Flippers are real estate investors that are looking for opportunities to buy homes, fix them up, and resell them for a profit. While having a small number of flippers as clients will help round out your business, in my opinion, I don’t think you should focus on working with these types of real estate investors.
There are two primary flavors of flippers: those that have their own money and those that don’t have any of their own money. The flippers that have their own money may not have the full amount to purchase the properties but they have some resources to be able to do a much wider range of deals. The flippers that don’t have any money need to find deals they can buy where they can borrow all the money, including repair money, from a hard money lender (or a private lender). The flippers that do not have any money are much more challenging to work with. Let me explain with an example.
Most flippers need to find properties they can buy at a steep discount. They need to find properties they can buy where there is enough room to be able to buy it, finance it, fix it up, market it, and make a profit. While numbers can vary widely market-to-market, a common number thrown around is that they often need to buy properties at least 30% below the value of the property after they fix it up and go to sell it. To be completely clear, that does not mean they need to buy the property 30% below the current list price. It does often mean they need to buy the property below asking price, so if you’re in any way squeamish about making low ball offers, just politely opt out of working with flippers. You don’t need to work with flippers to be successful working with investors as a whole; I much prefer Nomads, and buy and hold investors.
Back to our example, so a flipper needs to be buying properties at pretty steep discounts. Not all, but a good number of flippers use hard money lenders to finance their flip purchases. Hard money lenders often will lend up to 70% of the after repair value of a property (the value of the property after the flipper has done all the work on it and is going to sell it). If we’re talking about a flipper that has no money of their own that means they need to be buying the property for 70% of the after repair value minus whatever they need for repairs. They don’t have the extra money for the repairs so they need to be able to borrow that from the hard money lender. That means they typically are the ones making the very lowest offers.

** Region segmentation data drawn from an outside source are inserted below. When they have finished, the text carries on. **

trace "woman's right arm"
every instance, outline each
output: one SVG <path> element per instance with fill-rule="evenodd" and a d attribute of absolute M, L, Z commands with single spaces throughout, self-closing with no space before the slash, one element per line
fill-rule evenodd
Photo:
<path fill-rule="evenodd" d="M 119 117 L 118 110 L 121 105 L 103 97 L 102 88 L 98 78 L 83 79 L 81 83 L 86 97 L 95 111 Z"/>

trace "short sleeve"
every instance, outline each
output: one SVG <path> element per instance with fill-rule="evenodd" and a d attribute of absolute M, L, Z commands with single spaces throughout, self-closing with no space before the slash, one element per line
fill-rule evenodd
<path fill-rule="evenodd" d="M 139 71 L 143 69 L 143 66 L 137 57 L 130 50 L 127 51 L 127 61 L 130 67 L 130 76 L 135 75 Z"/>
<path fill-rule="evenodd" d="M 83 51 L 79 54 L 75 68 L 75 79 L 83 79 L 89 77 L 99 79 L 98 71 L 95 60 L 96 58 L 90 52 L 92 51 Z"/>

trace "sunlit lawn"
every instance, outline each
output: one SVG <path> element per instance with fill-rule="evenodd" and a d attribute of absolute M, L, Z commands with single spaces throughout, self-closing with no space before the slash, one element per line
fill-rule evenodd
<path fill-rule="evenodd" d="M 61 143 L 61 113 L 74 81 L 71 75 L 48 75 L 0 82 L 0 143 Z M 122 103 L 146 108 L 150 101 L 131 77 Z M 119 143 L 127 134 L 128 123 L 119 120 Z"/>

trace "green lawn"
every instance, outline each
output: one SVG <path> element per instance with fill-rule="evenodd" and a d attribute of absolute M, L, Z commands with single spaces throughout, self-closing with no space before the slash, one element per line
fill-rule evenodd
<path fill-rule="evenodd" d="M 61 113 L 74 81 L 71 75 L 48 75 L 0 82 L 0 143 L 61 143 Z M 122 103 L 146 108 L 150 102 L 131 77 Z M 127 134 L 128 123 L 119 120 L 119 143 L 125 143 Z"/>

If the flipper has money of their own, they can afford to pay for repairs out of their own pocket or pay higher than the hard money lender 70% loan-to-value requirement by putting some of their own money down. This makes the flipper with, at least, some money a far better client, all other things being equal.
As a real estate agent that gets to choose which clients you prefer to work with, I’d encourage you to find a couple really good flippers so that, should you come across a deal that looks like a good flip, you have a few to call. Beyond that, I personally would not focus on flippers.

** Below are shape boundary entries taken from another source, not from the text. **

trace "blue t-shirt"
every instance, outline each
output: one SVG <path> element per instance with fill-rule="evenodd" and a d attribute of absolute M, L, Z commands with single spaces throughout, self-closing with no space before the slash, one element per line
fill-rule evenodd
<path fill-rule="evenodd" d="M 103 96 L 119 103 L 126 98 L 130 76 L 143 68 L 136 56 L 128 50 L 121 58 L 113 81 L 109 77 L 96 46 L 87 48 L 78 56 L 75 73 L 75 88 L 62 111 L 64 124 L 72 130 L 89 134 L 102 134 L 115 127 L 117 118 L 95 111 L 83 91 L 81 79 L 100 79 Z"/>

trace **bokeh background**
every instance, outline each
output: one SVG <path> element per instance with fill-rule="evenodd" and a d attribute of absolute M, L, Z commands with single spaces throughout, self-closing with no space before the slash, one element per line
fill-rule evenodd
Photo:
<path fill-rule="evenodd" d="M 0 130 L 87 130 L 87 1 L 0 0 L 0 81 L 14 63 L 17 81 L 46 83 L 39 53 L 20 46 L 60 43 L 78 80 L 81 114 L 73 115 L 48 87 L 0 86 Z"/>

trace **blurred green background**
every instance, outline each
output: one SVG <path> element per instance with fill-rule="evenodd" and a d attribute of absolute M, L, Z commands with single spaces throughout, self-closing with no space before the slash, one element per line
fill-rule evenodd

Now that I said that, if you happen to be in a market with tons of flipping opportunities and you like that sort of thing, running a real estate investor group with classes on flipping will attract flippers and give you an opportunity to work with a number of them.
Working with flippers will allow you to work with fewer clients and make more money because they tend to buy more properties than a traditional homeowner living in a property for 10 years on average. In fact, many flippers will want to do 2 or more flips a year. Some experienced flippers might have 2 or 3 projects going at any given time.
Flippers also buy during the slower winter months. They understand that often the best deals are found in the slower season when fewer buyers are looking and sellers who can’t wait to sell in the prime selling season are forced to sell in the slower winter months. That means you can often do some extra deals during the winter when you’re working with flippers (and even other real estate investors). Flippers buying during the historically slower time between Thanksgiving and Christmas, might have their repairs done and have the property back on the market in very early spring, so for them, buying during the slower holidays is actually completely acceptable.
Real Estate Agent Exclusivity
Flippers, like many other types of real estate investors that have not been educated on the benefits of working exclusively with me, believe that the more real estate agents that know what kinds of deals they want the better. They believe that if they tell 100 different agents what they’re looking for that they have 100 different real estate agents looking for deals for them and that they’re 100 times more likely to have an agent bring them a deal. I don’t work that way and I suspect that a good number of other real estate agents don’t either.
I do teach a class on the buyer agency paperwork to our real estate investor group and, in that class, I do talk about the pros and cons of working with many agents versus working exclusively. I also tell everyone in that class that I work in exclusive relationships. Since investors don’t attend or watch every class recording nor do they remember everything that is said at each class, you do end up having this conversation with people one on one as well.